At Bio-IT World, Genome Centers Dished on Big Data

At the Bio-IT World Conference & Expo last week in Boston, more than 2,500 attendees descended on the World Trade Center to hear about the latest in hardware, analysis, data storage, and much more. The DNAnexus team was out in force, and we were delighted to share updates about our new platform with the many attendees who stopped by our booth.

The conference had a number of excellent keynote talks this year, including Atul Butte from Stanford and Andrew Hopkins from the University of Dundee. We also really enjoyed seeing Steven Salzberg’s acceptance of the Benjamin Franklin Award for Open Access in the Life Sciences — a much deserved honor for one of the veterans of the bioinformatics field.

Perhaps most interesting was a panel discussion about big data featuring members of major genome centers. Panelists included Guy Coates from Sanger, Xing Xu from BGI, Eric Jones from the Broad Institute, and Alexander (Sasha) Zaranek from Harvard Medical School and a company called Clinical Future.

For those of us who remember when it was a big deal to have a terabyte of storage available, it was truly amazing to hear that most of the panelists have 15 petabytes or more of data stored and easily accessible. Still, even with resources like that, some of the panelists encourage their institute members to delete data when possible, such as the unaligned reads from a sequencing run.
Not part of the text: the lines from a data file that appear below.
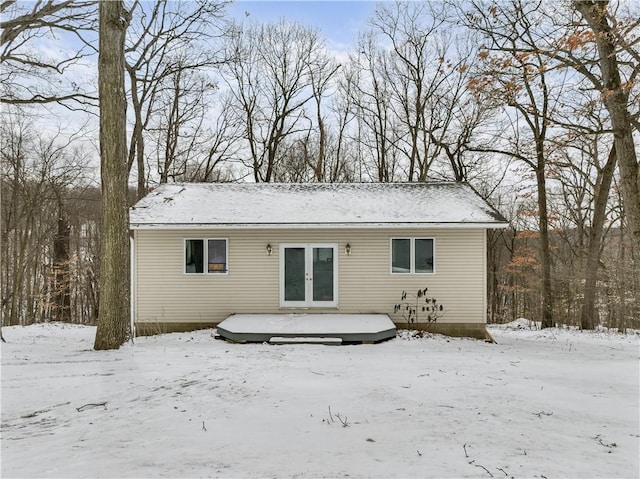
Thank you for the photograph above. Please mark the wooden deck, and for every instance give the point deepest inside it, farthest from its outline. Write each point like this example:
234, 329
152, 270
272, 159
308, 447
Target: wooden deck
307, 328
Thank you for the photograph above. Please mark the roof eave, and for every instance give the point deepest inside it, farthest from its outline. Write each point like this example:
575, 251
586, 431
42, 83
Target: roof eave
455, 225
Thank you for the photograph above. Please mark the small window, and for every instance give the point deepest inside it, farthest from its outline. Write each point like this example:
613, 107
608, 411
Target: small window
423, 255
412, 255
212, 259
401, 255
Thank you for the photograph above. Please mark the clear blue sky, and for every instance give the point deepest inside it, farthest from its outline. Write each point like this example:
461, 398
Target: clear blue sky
339, 21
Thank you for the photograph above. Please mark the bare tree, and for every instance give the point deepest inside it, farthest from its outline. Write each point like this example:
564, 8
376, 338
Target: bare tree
165, 39
270, 77
28, 76
612, 36
113, 321
518, 73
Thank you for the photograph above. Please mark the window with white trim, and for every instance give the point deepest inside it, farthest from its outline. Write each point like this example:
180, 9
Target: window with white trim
206, 256
412, 255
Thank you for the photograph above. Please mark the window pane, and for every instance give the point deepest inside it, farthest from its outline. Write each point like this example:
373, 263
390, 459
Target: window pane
401, 256
424, 255
194, 256
217, 255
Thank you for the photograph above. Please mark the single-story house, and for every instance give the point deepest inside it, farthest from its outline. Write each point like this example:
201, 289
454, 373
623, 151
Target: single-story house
202, 252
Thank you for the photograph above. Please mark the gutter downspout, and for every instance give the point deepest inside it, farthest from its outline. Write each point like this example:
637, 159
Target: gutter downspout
132, 278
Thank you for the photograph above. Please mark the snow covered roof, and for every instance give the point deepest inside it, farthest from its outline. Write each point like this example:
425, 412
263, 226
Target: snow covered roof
313, 205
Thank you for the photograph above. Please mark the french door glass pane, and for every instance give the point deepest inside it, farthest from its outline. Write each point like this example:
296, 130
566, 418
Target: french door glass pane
323, 274
424, 255
294, 277
401, 255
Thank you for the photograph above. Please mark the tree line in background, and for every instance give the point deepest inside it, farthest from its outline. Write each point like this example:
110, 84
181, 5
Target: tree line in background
534, 104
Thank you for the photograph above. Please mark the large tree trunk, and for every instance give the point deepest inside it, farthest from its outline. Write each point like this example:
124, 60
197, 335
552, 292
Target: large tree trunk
545, 251
588, 314
615, 98
113, 321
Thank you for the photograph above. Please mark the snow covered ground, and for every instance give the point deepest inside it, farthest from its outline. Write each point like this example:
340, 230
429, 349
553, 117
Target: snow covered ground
552, 403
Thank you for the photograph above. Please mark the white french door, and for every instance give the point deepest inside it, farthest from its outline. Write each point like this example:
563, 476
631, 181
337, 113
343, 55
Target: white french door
308, 275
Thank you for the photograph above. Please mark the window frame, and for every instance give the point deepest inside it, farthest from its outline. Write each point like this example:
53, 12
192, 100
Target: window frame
412, 255
205, 257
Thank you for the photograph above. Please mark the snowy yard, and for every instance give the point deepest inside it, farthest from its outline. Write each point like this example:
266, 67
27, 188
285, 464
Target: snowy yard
551, 403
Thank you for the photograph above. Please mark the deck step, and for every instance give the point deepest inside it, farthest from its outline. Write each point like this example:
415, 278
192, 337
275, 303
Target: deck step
304, 340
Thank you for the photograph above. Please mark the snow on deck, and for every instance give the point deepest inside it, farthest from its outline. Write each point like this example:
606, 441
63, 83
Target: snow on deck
348, 327
293, 204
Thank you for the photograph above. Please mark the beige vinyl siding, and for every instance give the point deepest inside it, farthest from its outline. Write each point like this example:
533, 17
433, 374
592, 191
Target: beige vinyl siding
164, 293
Access control is a real problem for managing data at these large centers. Sanger’s Coates said that his institute’s move into the clinical field — complete with consent forms and all the other compliance needs — makes controlling access “a real nightmare” for his team. Jones at the Broad said that this issue basically means people in the field are living on borrowed time as it becomes increasingly important to find the right solution to this challenge. Zaranek noted that Clinical Focus will use the Arvados tool to include security permissions and provenance along with the files to address this issue.

The panelists also specifically discussed cloud computing, with BGI’s Xu saying that the cloud is his center’s main data repository. Still one goal is to facilitate more rapid and efficient exchange of genomic data globally via higher bandwidth, although they have tested this using Aspera. They successfully transferred 24 GB in just 30 seconds across countries, but this feat is not yet economical enough for routine use. Coates said that his group uses cloud options (including Amazon) for research projects, but they are still evaluating how to integrate cloud for the production pipeline in a cost-effective way. At the Broad, Jones said, the need to move to the cloud is understood, but so far internal computing is still enough for institute members; he added that the cloud’s elasticity will ultimately drive adoption, allowing people to run very large jobs that would otherwise interfere with the rest of the institute’s compute resources. Zaranek’s group is using cloud computing from Harvard and from Amazon and said that having both options is incredibly valuable. It will also allow other organizations to access their resources. Coates and Jones said that the real challenge in managing data is when individual researchers start moving data around, because tracking that data and predicting resource needs can become difficult.

These are all issues that we have given a great deal of thought to as we designed and built the new DNAnexus, now available for beta testing. We agree that security and compliance are important components of any compute solution — whether cloud-based or in-house — and that’s why we baked the highest standards right into our new tool. Having flexibility to configure the environment as needed, such as scaling up or down at a moment’s notice, is another key trait of the new platform and one that we believe will be quite useful for scientists in individual labs or at these major genome centers streaming data around the clock.